Guyane, des Français oubliés

Delphine Caubet  Dossier Autochtones

Au Québec, la problématique des Premières nations est un fait établi. Les problèmes sont nombreux, et les solutions peu fréquentes. La France, trop souvent oubliée, a elle aussi des enfants de la République amérindiens.

Robin, ancien instituteur en Guyane française: «C’est pour ces gamins qu’on se décarcasse, pour qu’ils deviennent des Hommes libres (…). [Les parents] ont perdu leur liberté et à travers ça, une partie de leur dignité.»

Février 2010. Robin arrive en Guyane. Ce n’est pas son premier voyage dans le département français, mais cette fois-ci, il a répondu à une offre d’emploi. L’ingénieur écologue de formation s’apprête à devenir professeur des écoles auprès des Amérindiens de Guyane.

Premiers constats

guyane française amérique du sud france outre-merAccompagné d’un membre de l’Éducation nationale, Robin descend le département en pirogue jusqu’à Camopi, un village dans le Parc amazonien de Guyane. Il enseigne d’abord au primaire à une classe de 3ème année, puis 6 mois plus tard, au collège du village. Première incohérence, il n’y a pas de directeur, l’établissement est dirigé par le CPE (Conseiller principal d’éducation). Sur 128 élèves, 127 sont amérindiens.

À son arrivée au village, les premiers constats sont difficiles. «J’arrive dans un libre service, et là je vois un groupe d’Amérindiens complètement ivres. Dans l’état le plus glauque que tu puisses imaginer. Et là, une gamine qui passait a relevé un bébé. Il était couché dans les tessons de verre. La mère, peut-être dans ce groupe, était tellement ivre qu’elle ne faisait plus attention à son enfant.»
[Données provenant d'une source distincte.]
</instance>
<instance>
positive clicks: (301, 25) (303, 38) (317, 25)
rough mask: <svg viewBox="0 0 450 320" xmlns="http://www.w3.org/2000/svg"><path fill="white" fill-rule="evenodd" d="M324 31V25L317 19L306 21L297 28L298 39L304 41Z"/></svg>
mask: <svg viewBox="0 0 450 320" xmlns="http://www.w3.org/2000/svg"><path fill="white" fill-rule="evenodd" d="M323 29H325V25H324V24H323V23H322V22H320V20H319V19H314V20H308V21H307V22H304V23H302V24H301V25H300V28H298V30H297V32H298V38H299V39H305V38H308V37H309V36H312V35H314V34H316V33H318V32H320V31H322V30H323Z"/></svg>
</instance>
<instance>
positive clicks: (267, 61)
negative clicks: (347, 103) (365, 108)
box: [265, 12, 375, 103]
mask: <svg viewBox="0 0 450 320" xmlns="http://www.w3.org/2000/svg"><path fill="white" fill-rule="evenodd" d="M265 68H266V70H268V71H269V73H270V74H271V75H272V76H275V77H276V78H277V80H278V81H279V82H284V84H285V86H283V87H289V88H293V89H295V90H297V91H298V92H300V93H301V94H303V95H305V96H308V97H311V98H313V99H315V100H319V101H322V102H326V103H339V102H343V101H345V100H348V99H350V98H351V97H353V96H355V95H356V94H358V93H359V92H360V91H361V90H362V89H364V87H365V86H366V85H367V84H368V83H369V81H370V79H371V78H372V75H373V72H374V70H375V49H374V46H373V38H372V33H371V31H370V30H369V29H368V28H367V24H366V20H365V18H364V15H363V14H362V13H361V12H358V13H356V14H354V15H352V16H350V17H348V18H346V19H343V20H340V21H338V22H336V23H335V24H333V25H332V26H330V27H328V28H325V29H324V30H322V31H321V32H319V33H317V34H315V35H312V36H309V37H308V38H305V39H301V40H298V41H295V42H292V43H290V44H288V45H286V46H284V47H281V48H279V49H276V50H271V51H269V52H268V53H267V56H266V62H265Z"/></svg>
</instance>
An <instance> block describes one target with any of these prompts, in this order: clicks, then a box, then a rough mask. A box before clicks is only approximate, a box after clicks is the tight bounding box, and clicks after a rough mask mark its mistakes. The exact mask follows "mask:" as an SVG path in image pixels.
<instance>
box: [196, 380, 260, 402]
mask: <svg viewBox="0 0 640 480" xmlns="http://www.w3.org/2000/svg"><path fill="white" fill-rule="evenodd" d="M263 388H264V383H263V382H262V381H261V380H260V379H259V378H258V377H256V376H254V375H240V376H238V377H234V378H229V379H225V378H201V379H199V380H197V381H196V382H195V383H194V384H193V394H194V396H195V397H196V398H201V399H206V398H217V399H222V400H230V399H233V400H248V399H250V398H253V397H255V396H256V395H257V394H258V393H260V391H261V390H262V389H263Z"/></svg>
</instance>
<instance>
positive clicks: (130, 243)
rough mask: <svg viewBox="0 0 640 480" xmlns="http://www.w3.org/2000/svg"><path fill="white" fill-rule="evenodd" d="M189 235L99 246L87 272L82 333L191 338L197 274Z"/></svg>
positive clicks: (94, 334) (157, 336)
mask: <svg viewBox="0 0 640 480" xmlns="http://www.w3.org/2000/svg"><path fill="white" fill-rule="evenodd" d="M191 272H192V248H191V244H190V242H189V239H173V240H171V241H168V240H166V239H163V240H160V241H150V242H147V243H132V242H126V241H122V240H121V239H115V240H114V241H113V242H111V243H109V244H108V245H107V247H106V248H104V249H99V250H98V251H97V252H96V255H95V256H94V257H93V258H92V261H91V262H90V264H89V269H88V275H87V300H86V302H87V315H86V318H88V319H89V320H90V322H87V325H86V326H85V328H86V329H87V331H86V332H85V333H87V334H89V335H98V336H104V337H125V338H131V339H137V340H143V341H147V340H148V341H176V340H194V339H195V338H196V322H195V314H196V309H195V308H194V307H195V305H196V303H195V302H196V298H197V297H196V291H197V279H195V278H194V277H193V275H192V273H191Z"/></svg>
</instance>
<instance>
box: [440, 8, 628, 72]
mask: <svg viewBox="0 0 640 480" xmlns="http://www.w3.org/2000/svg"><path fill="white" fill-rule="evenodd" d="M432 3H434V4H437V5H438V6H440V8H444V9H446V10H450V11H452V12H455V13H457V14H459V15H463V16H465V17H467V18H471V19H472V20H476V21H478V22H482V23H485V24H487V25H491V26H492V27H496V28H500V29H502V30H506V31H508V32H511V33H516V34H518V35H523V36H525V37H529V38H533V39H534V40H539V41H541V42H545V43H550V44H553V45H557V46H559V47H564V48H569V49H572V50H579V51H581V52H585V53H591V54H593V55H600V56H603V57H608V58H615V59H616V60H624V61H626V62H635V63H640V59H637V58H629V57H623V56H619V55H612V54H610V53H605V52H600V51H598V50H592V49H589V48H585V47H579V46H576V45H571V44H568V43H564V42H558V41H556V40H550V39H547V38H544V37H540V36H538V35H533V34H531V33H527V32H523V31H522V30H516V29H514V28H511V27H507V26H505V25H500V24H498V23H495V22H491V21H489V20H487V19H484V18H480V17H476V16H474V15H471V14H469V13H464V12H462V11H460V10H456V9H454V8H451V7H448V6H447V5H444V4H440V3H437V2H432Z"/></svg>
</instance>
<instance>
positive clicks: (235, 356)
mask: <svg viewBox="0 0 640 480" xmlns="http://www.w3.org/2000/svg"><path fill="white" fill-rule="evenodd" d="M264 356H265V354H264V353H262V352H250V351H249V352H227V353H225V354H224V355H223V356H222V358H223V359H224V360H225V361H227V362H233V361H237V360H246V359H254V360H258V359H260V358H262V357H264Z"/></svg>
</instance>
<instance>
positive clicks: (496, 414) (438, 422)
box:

Malgré cette première expérience difficile à Camopi, Robin aima sincèrement enseigner dans ce collège composé de jeunes Wayãpis et Tekos. Il y restera 3 ans et demi.

Suicide

«La Guyane, c’est le département de tous les mauvais records», annonce Robin. Les aides sociales, le chômage, le suicide ou la violence sont des problèmes majeurs qui touchent particulièrement les Amérindiens. Pour lutter contre ces phénomènes, la France semble désemparée. Car, elle «est mal à l’aise avec l’institutionnalisation des ethnies. Elle préfère parler de territoires», précise Hélène Lamaison, responsable à Guyane Promo Santé. «Elle a peur qu’on l’accuse de racisme». Alors, le pays essaie d’intervenir à travers des politiques globales sur tout le département.

Pour l’enjeu du suicide, l’État finance à 50% la seule association qui intervient sur le terrain. Les hôpitaux peuvent également répondre aux besoins. Mais pour le personnel non formé sur le terrain, c’est difficile. «On peut perdre 2 gamins dans l’année et personne ne vient nous voir!», s’insurge Robin. Lui a perdu 2 élèves en moins de 4 ans.

Petit à petit des choses se mettent en place. Robin et ses collègues de Camopi ont reçu une formation de 2 jours pour dépister les jeunes à tendance suicidaire, et depuis 2012, une équipe vient régulièrement les voir. Le constat est sévère: 60% des élèves sont au seuil maximal de préoccupation. Alors, leurs enseignants les surveillent. Dès lors que l’un d’eux montre une altération du comportement, il est pris en charge. «Mais c’est difficile de pouvoir tous les aider. On ne peut pas être sur tous les fronts», conclut Robin.

Violence

La violence fait partie intégrante du quotidien de ces populations. Une violence interfamiliale, mais également extérieure avec l’orpaillage (exploitation artisanale de l’or). La Guyane est riche en minerais, et Camopi est à la frontière brésilienne. À quelques minutes en pirogue. Le passage est idéal pour les trafiquants. Du côté brésilien se trouve Vila Brasil, «la sœur jumelle» de Camopi, comme aime à l’appeler Robin. Ce village inexistant sur les cartes est bien présent physiquement. Si Vila Brasil et Camopi vivent en harmonie (les 2 villes dépendraient économiquement l’une de l’autre), ce passage est un carrefour pour les orpailleurs, avec toute la violence que cela apporte.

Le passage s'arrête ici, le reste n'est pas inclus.